Baseline characteristics are shown in Table 1 and in Table 2 divided into tertiles according to TNF-α and IL6 levels, respectively. The mean age of the population was 51 ± 13 years, 57% were men, 21% had diabetes mellitus, 9% had coronary heart disease, and the median time since last kidney transplantation was 72 months. There were 181 deaths over a median follow-up period of 76 (interquartile range, 46-79) months; the rate of death with a functioning graft was 36 of 1000 patient-years (95% confidence interval [CI], 31-42), and there were 200 graft losses; the rate of graft loss was 40 of 1000 patient-years (95% CI, 35-46).

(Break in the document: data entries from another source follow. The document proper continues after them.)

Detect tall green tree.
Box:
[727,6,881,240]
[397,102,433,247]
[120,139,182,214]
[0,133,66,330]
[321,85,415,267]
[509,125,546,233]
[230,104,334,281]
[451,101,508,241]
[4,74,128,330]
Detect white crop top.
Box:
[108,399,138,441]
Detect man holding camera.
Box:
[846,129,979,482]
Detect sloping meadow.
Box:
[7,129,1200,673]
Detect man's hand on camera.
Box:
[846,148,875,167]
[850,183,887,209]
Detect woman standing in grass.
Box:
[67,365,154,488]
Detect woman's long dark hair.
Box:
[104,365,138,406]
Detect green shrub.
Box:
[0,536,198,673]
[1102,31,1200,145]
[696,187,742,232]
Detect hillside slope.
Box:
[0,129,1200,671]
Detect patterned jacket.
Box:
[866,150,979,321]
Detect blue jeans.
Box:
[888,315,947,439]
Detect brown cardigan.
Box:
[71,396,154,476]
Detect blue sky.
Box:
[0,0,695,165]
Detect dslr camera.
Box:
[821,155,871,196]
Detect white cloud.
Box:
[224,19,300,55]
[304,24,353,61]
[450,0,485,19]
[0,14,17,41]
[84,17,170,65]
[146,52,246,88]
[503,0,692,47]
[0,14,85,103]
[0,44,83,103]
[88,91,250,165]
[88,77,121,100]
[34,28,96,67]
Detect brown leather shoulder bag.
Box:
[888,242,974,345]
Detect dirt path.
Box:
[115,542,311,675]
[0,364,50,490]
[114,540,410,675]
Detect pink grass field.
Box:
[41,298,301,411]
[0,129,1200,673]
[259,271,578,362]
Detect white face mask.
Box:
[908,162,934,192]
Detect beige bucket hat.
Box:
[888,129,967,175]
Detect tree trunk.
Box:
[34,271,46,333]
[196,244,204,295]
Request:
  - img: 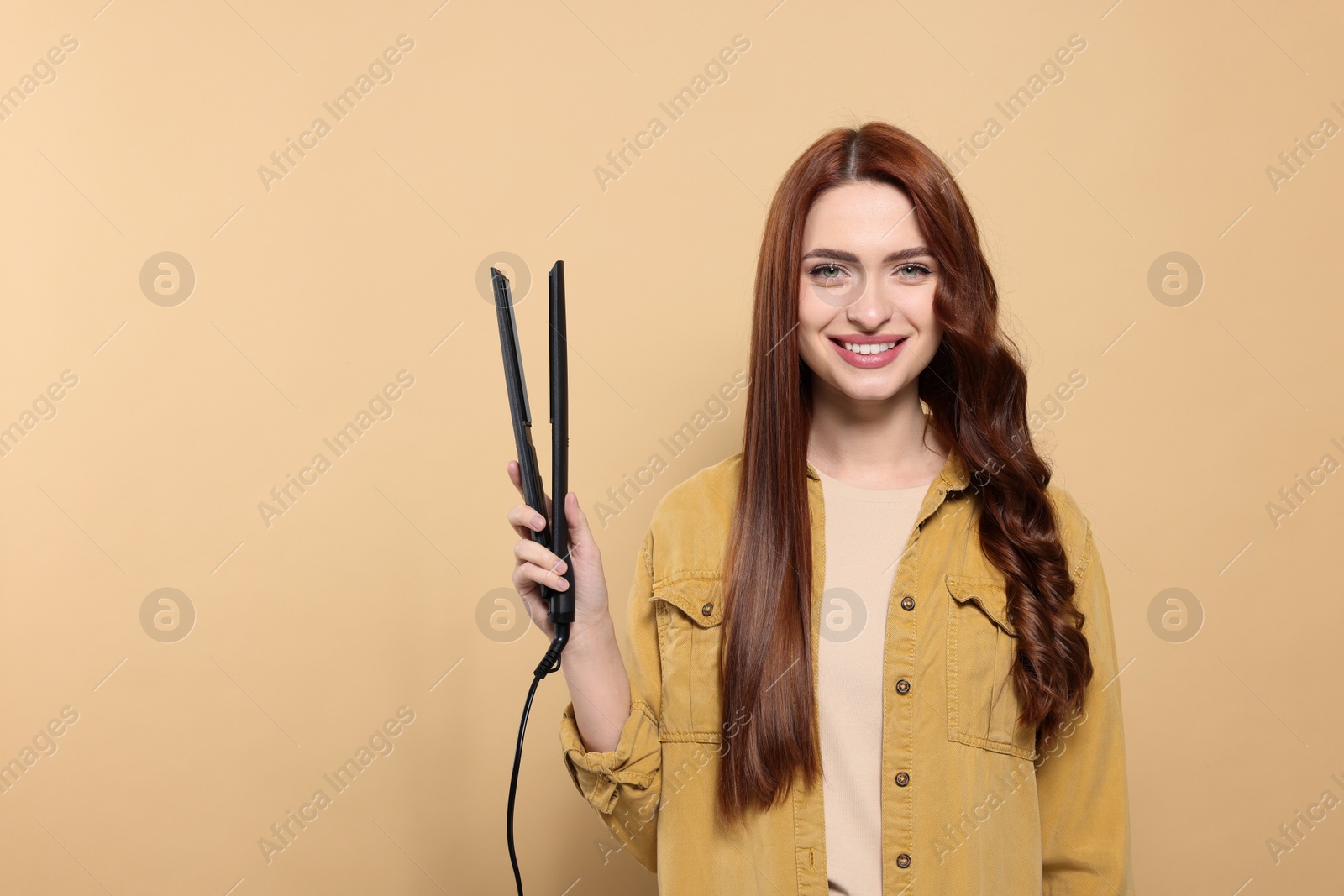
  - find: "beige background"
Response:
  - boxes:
[0,0,1344,896]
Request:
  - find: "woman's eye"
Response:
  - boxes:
[808,265,844,280]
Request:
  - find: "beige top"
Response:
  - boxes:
[817,470,930,896]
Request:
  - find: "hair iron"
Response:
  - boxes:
[491,260,574,896]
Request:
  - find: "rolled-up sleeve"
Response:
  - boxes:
[560,529,663,872]
[1037,516,1134,896]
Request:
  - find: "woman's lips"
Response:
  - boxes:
[827,338,906,371]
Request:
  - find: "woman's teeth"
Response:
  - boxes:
[840,343,896,354]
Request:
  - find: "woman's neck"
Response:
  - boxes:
[808,385,948,489]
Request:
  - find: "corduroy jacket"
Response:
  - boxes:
[560,448,1134,896]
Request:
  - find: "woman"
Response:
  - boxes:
[508,123,1133,896]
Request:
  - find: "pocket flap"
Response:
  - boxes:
[946,572,1017,637]
[654,578,723,629]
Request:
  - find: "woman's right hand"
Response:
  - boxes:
[508,461,612,654]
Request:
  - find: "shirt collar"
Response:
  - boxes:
[808,445,970,491]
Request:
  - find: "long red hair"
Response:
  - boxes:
[717,121,1093,824]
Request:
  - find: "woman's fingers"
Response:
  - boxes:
[508,504,546,538]
[513,538,564,572]
[513,553,570,594]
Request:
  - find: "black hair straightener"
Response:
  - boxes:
[491,260,574,896]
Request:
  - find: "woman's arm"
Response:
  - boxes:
[560,531,663,872]
[1037,516,1134,896]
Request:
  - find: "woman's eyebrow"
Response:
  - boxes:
[801,246,932,265]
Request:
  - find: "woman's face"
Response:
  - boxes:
[798,180,942,401]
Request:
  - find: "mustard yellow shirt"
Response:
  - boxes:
[560,450,1134,896]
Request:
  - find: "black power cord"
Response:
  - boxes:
[508,622,570,896]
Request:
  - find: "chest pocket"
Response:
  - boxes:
[654,576,723,743]
[946,574,1037,759]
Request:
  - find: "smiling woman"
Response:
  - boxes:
[509,123,1134,896]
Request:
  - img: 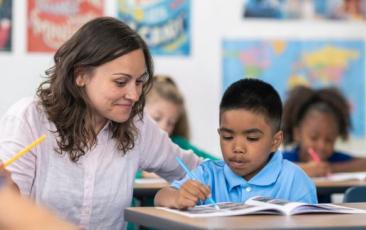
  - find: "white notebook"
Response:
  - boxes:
[159,196,366,217]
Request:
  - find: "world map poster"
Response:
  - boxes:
[222,39,366,137]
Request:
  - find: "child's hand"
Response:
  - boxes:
[305,161,331,177]
[176,180,211,209]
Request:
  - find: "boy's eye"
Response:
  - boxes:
[153,117,161,122]
[221,135,233,140]
[115,80,127,87]
[247,137,259,142]
[136,73,149,85]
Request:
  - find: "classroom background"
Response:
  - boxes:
[0,0,366,156]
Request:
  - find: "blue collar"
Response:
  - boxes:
[224,152,282,190]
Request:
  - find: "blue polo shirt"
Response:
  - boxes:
[171,152,317,204]
[282,146,353,163]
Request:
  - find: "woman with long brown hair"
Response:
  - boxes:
[0,17,200,229]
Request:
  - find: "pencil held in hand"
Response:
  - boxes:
[0,135,46,170]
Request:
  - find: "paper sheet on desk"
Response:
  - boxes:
[135,178,168,184]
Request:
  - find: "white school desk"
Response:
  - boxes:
[125,203,366,230]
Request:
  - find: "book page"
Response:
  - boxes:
[159,202,279,217]
[246,196,306,215]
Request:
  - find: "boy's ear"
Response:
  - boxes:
[75,69,88,87]
[292,126,300,143]
[271,130,283,152]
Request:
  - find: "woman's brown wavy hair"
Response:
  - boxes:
[37,17,153,162]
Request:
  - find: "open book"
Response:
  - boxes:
[316,172,366,181]
[159,196,366,217]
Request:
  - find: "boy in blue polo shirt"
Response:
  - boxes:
[155,79,317,209]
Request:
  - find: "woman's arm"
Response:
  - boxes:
[137,113,202,181]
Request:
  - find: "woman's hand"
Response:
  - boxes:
[0,161,19,193]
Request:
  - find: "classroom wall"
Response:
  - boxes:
[0,0,366,156]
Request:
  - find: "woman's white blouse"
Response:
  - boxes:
[0,98,200,229]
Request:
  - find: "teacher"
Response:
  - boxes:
[0,17,200,229]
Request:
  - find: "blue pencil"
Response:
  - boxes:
[175,157,220,210]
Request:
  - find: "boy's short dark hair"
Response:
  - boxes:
[220,78,282,132]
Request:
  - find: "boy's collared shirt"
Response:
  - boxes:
[171,152,317,204]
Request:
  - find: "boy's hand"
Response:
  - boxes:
[176,180,211,209]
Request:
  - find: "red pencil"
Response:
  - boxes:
[308,148,321,162]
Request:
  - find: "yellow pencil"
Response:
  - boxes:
[0,135,46,170]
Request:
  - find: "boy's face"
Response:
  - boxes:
[294,110,339,160]
[218,109,283,180]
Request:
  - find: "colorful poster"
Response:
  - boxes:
[118,0,191,55]
[223,40,366,137]
[243,0,304,19]
[0,0,12,51]
[313,0,366,20]
[27,0,104,52]
[243,0,366,20]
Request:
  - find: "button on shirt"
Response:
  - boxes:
[0,99,201,229]
[171,152,317,204]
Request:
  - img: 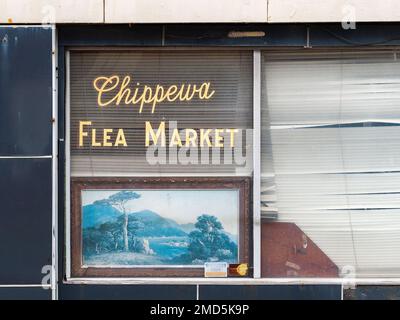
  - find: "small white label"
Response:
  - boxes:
[204,262,228,278]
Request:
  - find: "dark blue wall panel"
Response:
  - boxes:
[59,284,197,300]
[343,286,400,300]
[0,287,51,300]
[0,158,52,284]
[0,27,52,156]
[199,285,342,300]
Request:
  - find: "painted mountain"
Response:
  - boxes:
[82,204,237,266]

TABLE 1: Baseline characteristics of the 977 kidney transplant recipients divided by TNF-α tertiles
TABLE 2: Baseline characteristics of the 977 kidney transplant recipients divided by IL6 tertiles
TNF-α
Patients in the highest serum TNF-α tertile had been treated for end-stage renal disease longer, had significantly worse graft function and higher levels of inflammatory markers compared with recipients with lower serum TNF-α levels (Table 1). Serum TNF-α showed moderate negative correlation with eGFR and had mild positive correlations with C-reactive protein (Figure S1 A-C, SDC,https://links.lww.com/TP/B369).
Mortality
Median serum TNF-α concentrations were significantly higher in patients, who died with a functioning graft as compared with those who did not die during the follow-up period (TNF-α: median, 2.25 pg/mL; IQR, 1.63-3.08 pg/mL vs 1.92 pg/mL; interquartile range [IQR], 1.43-2.67 pg/mL, P < 0.001). Kaplan-Meier analyses indicated that the lowest serum TNF-α tertile separated from their counterparts suggesting better survival for patients with lower cytokine levels (Figure 2 Panel A). Compared with patients in the lowest serum TNF-α tertile, those in the middle tertile had similar mortality risk, whereas patients who were in the highest tertile had higher mortality risk in the multivariable adjusted model (Table 3).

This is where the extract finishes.